Nothing to gain from violence

17 October 2011 06:50 pm

 Violence is not the answer to cleaning the grime on the white collar and burning vehicles and property spans nothing. On the contrary, it only widens the gulf between the wealthy and the indigent and places the middle class square in the way of the rage. Indeed, one does not cavil over the need for the economic infrastructures to revisit their policies and their raison d’etre. You cannot have the capacity to antagonise 99 per cent of the world and generate so much hostility across continents simultaneously without having done something wrong and done it with an arrogance and indifference and done it over a period of time. But, is this (intimidation the solution?
 The UN agency IFAD had marked 2015 as the cutoff year for the halving of the world’s population that lived below the poverty line. Poverty, as an institution, was to be drastically cut down. Instead, it seems to have grown rapidly and the mirage of emerging markets is actually projected at the cost of a marginalized majority of the population. Nations like India and China, the new fiscal powers, obtain their liquidity from 15% of the population with the rest stranded midstream between half baked education and the spectre of unemployment. The seething mass of humanity that is thus deprived in the age of technology and grasping possessiveness is now expressing a rage against those it feels exploits them. In a rather Churchillian fashion never have so few had so much and left so little. There is little doubt that targeting banks and financial edifices is very tempting especially when it is linked inexorably to the anguish of the taxpayer. That very word creates such a sense of injury that it is easy to get people to come out on the roads and bloat the ranks of the outraged.

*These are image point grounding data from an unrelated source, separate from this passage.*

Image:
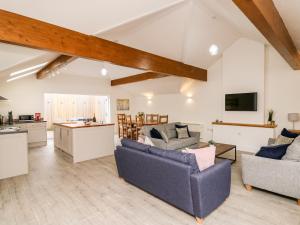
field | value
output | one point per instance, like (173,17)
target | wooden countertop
(82,125)
(245,124)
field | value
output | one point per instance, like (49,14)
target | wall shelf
(245,124)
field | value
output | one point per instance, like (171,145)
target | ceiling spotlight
(104,71)
(213,49)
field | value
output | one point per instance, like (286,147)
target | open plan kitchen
(82,134)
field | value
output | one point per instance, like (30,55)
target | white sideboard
(37,133)
(246,138)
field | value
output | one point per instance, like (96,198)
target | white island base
(84,142)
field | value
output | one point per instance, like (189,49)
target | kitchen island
(84,142)
(13,152)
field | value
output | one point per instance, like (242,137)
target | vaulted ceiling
(181,30)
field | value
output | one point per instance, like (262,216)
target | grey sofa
(174,143)
(197,193)
(279,176)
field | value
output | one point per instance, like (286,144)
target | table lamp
(293,117)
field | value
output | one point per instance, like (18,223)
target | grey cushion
(175,143)
(171,130)
(134,145)
(182,133)
(178,156)
(164,136)
(293,151)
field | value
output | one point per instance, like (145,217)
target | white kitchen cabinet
(13,155)
(84,142)
(63,139)
(37,133)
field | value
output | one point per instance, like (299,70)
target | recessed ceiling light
(21,76)
(104,71)
(28,69)
(213,49)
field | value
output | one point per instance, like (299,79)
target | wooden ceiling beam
(137,78)
(24,31)
(264,15)
(57,63)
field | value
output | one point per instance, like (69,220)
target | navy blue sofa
(174,178)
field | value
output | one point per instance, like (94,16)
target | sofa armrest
(280,176)
(159,143)
(210,188)
(195,134)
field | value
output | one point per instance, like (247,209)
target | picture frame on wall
(122,104)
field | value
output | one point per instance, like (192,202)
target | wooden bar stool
(121,124)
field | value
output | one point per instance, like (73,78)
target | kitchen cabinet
(37,133)
(84,142)
(13,154)
(63,139)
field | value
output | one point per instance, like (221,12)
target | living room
(216,49)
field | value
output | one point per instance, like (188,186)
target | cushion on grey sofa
(135,145)
(178,156)
(293,151)
(175,143)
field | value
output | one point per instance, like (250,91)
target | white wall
(204,107)
(248,66)
(26,96)
(243,71)
(282,89)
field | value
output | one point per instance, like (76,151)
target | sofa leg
(248,187)
(199,220)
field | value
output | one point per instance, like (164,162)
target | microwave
(26,118)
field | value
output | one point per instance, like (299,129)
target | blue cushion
(182,126)
(272,152)
(135,145)
(288,134)
(186,158)
(154,133)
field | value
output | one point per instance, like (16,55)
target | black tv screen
(241,102)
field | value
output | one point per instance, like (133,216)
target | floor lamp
(293,117)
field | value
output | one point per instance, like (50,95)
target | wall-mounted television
(241,102)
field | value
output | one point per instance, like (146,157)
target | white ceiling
(86,16)
(290,11)
(178,29)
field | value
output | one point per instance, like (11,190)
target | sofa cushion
(205,156)
(155,134)
(182,133)
(186,158)
(175,143)
(289,134)
(171,130)
(164,136)
(293,151)
(183,126)
(135,145)
(272,152)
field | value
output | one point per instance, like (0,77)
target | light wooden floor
(57,192)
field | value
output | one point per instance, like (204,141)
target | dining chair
(148,118)
(121,124)
(138,126)
(163,119)
(129,126)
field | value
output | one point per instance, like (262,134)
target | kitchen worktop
(82,125)
(4,130)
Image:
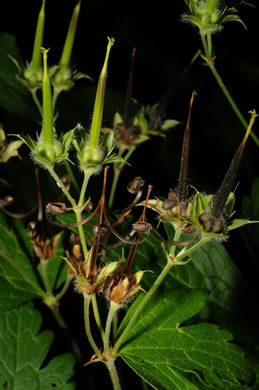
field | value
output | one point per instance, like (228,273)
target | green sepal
(27,140)
(49,155)
(66,140)
(229,205)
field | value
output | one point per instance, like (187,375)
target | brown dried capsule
(141,227)
(136,185)
(32,229)
(169,204)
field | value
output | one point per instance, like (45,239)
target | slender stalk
(170,262)
(78,211)
(36,54)
(36,100)
(47,126)
(117,171)
(68,46)
(61,185)
(74,346)
(87,175)
(113,374)
(44,271)
(97,316)
(65,287)
(224,89)
(113,309)
(55,96)
(87,301)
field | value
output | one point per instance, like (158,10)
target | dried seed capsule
(169,204)
(141,227)
(101,230)
(136,185)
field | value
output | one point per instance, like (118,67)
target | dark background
(164,46)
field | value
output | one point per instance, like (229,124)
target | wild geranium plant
(175,327)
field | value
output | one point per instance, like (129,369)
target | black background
(164,47)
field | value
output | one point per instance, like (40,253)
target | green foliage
(195,325)
(23,351)
(168,352)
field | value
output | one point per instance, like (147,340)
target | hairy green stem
(36,100)
(44,271)
(87,175)
(113,309)
(87,301)
(97,316)
(61,185)
(78,211)
(113,374)
(36,54)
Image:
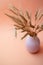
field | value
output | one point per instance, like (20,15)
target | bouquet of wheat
(23,21)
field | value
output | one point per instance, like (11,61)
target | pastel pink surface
(13,50)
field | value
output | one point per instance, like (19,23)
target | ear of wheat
(24,23)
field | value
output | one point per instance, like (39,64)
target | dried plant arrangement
(25,23)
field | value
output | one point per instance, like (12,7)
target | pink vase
(32,44)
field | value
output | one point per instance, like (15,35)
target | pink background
(13,50)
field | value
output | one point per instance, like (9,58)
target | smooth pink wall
(12,50)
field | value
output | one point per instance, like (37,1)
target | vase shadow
(41,48)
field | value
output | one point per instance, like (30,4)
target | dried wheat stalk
(24,24)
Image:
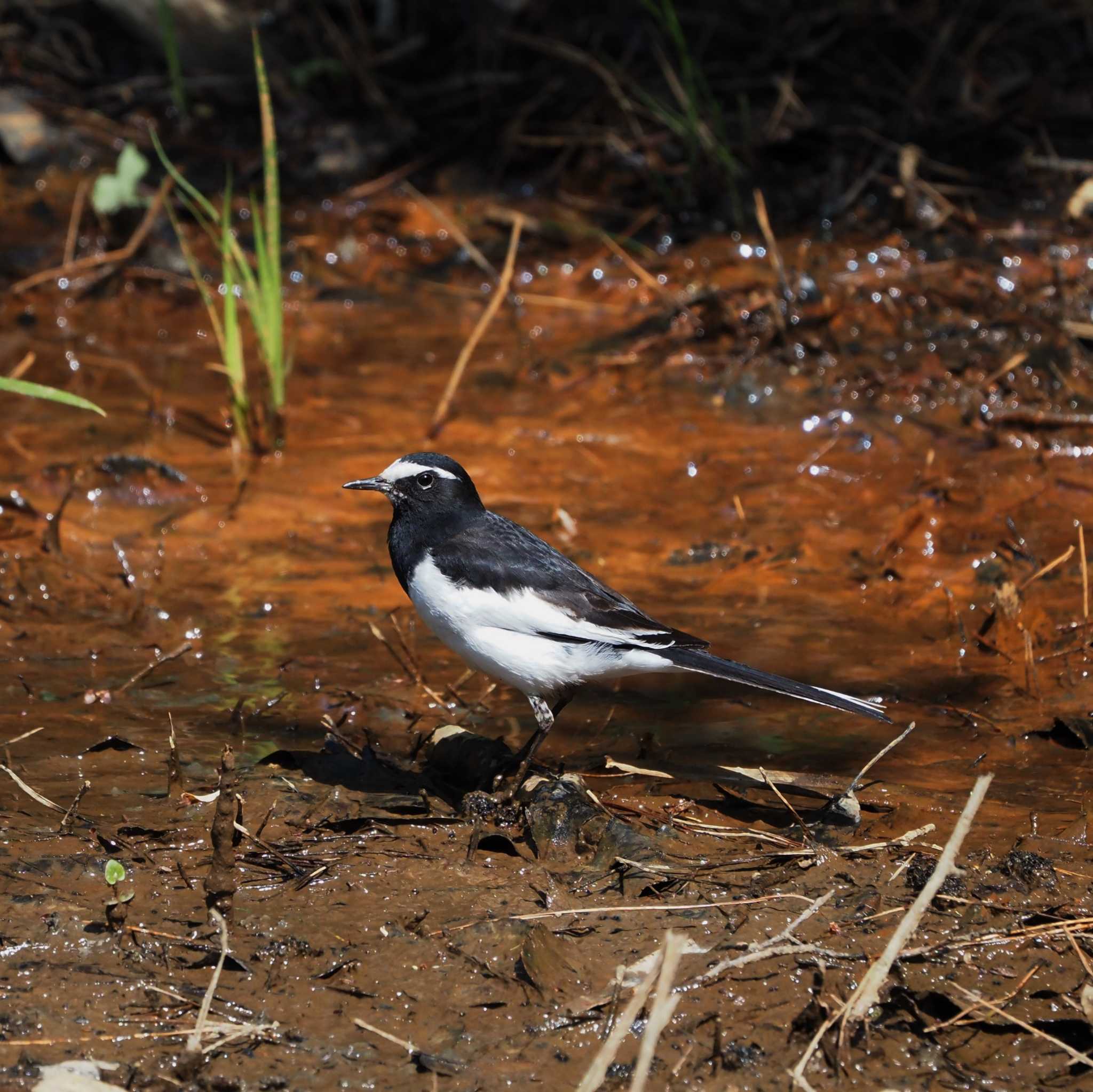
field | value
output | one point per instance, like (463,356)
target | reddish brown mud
(878,491)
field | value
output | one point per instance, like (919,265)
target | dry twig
(107,257)
(495,300)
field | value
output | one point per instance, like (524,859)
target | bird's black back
(479,548)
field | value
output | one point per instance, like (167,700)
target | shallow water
(837,504)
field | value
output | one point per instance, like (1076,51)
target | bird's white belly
(496,635)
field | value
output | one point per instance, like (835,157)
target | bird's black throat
(417,529)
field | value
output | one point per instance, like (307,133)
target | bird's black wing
(496,554)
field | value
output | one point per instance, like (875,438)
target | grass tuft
(258,286)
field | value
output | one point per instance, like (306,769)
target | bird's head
(423,481)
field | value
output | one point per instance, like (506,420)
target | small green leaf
(114,193)
(50,393)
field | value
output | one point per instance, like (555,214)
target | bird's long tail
(696,660)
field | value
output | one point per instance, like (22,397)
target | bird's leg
(544,720)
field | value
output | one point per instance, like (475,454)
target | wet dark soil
(876,487)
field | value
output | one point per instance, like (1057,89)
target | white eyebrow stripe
(401,469)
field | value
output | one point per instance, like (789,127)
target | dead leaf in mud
(1080,200)
(78,1075)
(610,763)
(549,961)
(112,743)
(564,824)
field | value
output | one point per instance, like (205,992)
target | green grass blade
(50,393)
(268,230)
(203,290)
(180,180)
(233,339)
(171,51)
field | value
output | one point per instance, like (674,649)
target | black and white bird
(520,612)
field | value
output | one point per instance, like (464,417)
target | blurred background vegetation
(689,105)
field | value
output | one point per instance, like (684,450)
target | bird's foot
(480,808)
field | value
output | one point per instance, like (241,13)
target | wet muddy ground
(877,489)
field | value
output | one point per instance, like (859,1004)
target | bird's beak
(377,485)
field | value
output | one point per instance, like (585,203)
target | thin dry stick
(74,808)
(194,1042)
(961,1017)
(454,229)
(122,254)
(866,995)
(664,1006)
(899,739)
(1077,1055)
(26,735)
(148,668)
(639,271)
(598,1071)
(1065,556)
(773,252)
(81,194)
(774,788)
(659,908)
(1086,571)
(381,184)
(764,949)
(1013,362)
(30,792)
(1078,951)
(484,322)
(405,1043)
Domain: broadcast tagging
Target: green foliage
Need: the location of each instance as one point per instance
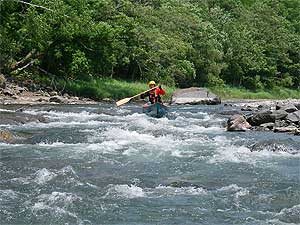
(108, 88)
(245, 43)
(228, 92)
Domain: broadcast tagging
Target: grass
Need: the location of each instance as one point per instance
(241, 93)
(101, 88)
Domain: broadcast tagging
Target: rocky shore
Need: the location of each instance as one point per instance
(266, 115)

But, at what cost? Once the violence escalates the cost of rebuilding will inevitably be passed on to the same taxpayer. The more the damage to public property the higher the cost. This is why Occupy is taking an issue of unquestioning importance and then allowing it to get out of hand rather than mould it into a forum of world opinion. As the stakes are raised, and law and order become a problem, those who are hurt and wounded and even killed will be the poor, not the banker, not the wealthy, not the financiers and the moneylords but the man on the street.Being populist does not extend any group the right to encourage destruction. Burning a car is not a symbol of the repressed. And the sooner that message went out the more likely it will be that the global financial infrastructure might find itself accountable. So long as violence is the texture of this protest no changes will occur.